If you are in the Oceanside area and want to see the board in person before committing, the Evolve store in Oceanside, CA carries the current lineup. The team there rides these boards and can walk you through the differences between models based on how and where you plan to ride.
What is included and what to expect
The GTR Bamboo All Terrain ships with the board, a charger, the Phaze remote with leash and cable, a Y-tool and spare screws. Charge time is 4 to 5 hours from flat. The board supports a swappable battery option for travel, which is worth noting if you plan to take it on trips, though you should always confirm battery and watt-hour rules with your airline before flying.

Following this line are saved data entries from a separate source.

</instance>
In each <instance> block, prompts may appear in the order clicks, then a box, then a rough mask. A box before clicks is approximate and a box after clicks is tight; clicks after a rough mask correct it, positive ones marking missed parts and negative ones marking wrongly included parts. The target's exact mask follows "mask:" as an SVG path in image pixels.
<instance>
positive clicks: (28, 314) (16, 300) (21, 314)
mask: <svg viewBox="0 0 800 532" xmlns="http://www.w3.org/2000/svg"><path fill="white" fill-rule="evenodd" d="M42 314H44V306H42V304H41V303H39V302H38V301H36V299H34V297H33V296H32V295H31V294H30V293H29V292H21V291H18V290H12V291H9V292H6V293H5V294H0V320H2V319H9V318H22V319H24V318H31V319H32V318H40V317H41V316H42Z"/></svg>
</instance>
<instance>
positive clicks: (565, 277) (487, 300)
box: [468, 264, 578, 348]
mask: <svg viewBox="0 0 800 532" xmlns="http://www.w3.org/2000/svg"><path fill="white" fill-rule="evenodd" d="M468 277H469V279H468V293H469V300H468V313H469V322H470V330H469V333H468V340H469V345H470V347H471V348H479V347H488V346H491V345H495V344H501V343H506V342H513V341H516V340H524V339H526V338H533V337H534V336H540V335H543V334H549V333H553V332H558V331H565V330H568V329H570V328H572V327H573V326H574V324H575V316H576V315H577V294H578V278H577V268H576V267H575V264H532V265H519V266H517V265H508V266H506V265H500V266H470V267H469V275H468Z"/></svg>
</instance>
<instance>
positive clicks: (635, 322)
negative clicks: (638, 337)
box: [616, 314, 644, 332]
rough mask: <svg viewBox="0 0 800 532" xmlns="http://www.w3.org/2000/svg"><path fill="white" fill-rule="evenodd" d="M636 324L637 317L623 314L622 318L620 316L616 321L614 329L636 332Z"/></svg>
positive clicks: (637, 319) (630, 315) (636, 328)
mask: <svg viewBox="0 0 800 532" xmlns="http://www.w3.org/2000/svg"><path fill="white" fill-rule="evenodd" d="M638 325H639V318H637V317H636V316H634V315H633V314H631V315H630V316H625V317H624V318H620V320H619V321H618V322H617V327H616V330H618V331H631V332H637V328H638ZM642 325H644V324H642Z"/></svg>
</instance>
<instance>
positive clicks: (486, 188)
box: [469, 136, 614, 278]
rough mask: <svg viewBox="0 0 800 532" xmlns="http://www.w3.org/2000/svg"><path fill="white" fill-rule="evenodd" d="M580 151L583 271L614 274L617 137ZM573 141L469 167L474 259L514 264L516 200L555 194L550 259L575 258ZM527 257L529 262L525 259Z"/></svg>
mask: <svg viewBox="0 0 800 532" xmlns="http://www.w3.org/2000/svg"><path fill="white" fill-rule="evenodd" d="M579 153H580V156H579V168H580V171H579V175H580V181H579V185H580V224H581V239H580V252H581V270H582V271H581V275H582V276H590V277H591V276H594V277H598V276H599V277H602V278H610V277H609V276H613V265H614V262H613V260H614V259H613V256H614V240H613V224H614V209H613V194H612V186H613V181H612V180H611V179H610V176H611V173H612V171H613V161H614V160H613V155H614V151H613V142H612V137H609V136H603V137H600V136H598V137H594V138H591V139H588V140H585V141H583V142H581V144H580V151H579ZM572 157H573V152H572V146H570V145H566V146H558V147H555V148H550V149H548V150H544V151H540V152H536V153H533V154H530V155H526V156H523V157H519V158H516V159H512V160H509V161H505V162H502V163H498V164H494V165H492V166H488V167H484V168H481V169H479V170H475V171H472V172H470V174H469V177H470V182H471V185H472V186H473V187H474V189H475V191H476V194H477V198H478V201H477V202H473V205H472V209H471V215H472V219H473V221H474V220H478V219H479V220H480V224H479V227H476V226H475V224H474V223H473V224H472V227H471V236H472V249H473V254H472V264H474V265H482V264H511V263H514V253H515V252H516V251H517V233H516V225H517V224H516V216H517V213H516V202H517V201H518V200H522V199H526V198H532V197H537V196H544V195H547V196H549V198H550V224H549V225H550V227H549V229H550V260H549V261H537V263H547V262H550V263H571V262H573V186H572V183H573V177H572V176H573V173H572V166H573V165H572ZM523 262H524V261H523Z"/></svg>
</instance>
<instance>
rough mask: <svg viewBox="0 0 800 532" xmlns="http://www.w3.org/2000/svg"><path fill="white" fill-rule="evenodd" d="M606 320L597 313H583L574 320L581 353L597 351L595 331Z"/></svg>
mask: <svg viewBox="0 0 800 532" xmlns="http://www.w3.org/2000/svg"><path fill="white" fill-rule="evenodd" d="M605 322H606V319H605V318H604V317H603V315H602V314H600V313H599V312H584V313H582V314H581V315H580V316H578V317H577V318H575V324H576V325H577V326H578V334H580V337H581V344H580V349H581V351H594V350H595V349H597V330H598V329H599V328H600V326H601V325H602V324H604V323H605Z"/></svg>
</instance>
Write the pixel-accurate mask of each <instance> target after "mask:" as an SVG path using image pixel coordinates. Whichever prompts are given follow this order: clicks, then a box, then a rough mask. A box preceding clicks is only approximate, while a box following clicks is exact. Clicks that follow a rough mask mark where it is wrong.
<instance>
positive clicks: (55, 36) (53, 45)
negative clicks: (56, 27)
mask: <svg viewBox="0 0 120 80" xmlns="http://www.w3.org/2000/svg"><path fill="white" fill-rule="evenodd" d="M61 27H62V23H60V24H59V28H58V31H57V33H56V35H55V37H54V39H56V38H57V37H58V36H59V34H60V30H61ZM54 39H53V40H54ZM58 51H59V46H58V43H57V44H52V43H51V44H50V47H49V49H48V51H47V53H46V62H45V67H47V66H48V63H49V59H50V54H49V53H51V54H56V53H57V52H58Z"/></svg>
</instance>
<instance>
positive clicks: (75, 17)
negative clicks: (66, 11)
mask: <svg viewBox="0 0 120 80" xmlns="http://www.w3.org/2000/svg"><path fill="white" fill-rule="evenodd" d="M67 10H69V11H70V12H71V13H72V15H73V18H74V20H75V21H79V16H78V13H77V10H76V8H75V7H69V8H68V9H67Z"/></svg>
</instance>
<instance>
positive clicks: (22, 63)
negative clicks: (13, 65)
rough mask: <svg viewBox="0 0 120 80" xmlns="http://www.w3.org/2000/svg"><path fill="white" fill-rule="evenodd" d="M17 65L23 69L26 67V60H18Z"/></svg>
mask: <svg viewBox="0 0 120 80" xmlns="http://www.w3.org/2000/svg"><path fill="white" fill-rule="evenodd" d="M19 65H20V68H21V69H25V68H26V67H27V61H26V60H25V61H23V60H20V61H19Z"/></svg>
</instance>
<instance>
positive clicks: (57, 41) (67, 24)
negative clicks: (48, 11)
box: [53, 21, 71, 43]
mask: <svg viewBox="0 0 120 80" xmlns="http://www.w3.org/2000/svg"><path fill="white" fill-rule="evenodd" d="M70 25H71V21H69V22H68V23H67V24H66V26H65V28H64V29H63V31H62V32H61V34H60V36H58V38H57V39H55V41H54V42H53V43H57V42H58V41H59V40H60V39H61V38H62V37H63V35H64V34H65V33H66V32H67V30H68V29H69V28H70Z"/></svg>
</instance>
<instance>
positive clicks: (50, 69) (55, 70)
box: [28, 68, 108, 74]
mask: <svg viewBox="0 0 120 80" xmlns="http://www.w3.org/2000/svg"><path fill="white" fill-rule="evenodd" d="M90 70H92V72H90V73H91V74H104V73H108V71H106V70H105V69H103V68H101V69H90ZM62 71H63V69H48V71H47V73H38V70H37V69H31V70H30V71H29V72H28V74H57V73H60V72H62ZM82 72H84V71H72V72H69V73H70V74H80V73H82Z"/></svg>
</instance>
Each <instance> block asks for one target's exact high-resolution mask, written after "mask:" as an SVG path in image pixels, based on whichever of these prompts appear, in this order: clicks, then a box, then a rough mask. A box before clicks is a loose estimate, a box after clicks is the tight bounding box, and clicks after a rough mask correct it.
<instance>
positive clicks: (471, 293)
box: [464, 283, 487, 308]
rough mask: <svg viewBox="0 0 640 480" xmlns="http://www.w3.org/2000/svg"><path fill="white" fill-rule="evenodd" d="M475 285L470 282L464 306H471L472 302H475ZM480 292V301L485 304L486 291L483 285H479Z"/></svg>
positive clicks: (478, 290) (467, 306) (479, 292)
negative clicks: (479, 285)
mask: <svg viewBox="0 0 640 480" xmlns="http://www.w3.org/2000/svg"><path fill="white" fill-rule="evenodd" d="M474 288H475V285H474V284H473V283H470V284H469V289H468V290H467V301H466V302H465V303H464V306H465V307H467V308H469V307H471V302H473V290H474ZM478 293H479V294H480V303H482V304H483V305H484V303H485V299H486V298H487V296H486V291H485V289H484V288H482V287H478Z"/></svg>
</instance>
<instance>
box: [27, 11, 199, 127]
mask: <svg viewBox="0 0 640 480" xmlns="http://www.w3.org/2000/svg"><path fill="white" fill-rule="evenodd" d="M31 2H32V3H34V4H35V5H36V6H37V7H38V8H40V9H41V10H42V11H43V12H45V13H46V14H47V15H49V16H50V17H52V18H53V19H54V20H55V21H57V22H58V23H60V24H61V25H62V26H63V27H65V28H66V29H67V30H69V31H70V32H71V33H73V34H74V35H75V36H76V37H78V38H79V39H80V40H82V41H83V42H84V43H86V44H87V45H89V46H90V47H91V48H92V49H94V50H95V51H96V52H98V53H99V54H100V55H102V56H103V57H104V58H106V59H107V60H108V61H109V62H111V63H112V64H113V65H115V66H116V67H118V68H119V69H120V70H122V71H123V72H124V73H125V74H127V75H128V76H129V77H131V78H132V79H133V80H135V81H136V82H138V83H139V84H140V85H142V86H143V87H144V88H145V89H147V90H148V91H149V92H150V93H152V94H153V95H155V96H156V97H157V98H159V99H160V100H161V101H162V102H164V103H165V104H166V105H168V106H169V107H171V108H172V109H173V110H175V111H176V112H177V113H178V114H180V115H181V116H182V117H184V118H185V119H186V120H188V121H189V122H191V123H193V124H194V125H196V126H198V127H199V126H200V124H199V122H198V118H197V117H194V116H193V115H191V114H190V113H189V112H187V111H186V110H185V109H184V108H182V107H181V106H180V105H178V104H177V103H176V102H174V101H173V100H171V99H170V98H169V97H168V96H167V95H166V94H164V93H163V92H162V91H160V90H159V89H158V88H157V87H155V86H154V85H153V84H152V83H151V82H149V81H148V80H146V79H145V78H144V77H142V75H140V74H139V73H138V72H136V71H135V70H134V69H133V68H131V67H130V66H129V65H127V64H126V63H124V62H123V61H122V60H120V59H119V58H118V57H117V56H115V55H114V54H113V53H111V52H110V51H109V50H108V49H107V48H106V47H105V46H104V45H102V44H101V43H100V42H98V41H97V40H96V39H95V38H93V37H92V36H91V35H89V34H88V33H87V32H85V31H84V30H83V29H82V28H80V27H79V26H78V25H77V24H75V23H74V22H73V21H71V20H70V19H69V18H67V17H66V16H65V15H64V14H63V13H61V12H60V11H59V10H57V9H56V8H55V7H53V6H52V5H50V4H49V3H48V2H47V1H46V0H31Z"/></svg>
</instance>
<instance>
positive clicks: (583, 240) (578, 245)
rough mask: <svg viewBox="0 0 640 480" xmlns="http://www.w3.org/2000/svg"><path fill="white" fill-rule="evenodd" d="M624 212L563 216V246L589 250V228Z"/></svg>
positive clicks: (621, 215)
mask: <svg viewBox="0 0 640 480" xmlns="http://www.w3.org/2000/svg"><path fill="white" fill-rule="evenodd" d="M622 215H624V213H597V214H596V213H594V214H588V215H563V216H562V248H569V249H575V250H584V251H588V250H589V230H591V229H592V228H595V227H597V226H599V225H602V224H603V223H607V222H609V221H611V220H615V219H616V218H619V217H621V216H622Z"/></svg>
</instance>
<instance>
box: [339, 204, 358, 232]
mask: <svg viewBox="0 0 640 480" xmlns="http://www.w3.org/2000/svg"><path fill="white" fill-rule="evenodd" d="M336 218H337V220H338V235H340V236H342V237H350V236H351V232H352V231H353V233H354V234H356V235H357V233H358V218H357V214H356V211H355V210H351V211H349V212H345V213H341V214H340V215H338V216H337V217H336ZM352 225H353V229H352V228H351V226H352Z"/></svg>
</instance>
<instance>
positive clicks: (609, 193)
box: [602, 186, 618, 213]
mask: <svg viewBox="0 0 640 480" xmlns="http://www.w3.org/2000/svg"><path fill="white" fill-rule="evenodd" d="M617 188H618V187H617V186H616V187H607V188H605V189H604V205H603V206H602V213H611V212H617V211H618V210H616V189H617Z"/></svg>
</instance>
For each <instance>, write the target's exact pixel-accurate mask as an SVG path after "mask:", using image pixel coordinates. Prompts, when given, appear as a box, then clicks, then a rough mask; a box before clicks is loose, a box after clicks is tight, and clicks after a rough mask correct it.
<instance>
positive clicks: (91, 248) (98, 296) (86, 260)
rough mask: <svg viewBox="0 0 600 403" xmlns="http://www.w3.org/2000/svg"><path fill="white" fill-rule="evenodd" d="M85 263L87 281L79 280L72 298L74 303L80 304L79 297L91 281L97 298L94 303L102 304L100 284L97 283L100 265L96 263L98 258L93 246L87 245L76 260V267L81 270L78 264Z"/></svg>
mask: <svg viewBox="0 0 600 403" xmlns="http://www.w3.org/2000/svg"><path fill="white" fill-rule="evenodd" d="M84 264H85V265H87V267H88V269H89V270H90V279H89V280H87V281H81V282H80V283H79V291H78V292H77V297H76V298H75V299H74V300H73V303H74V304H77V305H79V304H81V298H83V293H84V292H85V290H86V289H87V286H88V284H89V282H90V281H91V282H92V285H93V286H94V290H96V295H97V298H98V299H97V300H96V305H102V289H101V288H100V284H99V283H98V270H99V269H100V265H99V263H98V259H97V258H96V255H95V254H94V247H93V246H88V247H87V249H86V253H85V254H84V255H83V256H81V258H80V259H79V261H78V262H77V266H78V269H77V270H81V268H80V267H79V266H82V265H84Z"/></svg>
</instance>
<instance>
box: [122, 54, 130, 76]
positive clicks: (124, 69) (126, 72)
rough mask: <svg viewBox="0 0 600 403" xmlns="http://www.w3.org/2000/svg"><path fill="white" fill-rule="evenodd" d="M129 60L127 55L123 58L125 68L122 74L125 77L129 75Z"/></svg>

One thing worth knowing: if you ever want to switch to street wheels, you need a full conversion kit, not just different wheels. The drive gear tooth count changes between AT and street setups, so the belts need to be swapped as well. Evolve sells these kits separately, and it is a straightforward process once you have done it once.
Is the GTR Bamboo All Terrain the right first board?
For most riders coming to all-terrain electric skating for the first time, yes. It sits at a price point that reflects genuine performance without the cost of the flagship Diablo series. The bamboo deck, proven motor platform and adjustable power modes make it approachable without being underspecced. The 100 kg (220 lb) weight limit is worth checking if you are close to that range, as exceeding it affects performance and may affect the warranty.
If you know from the start that you want to ride exclusively off-road trails or need the longest possible range, the Diablo series is worth looking at. But as an entry point into all-terrain riding, the GTR Bamboo does what most riders need it to do across mixed surfaces, varied terrain and the kind of opportunistic adventures that come with owning a board that can handle more than one environment.
If you want a capable, forgiving first all-terrain board without overcommitting on budget, the GTR Bamboo All Terrain is the place to start.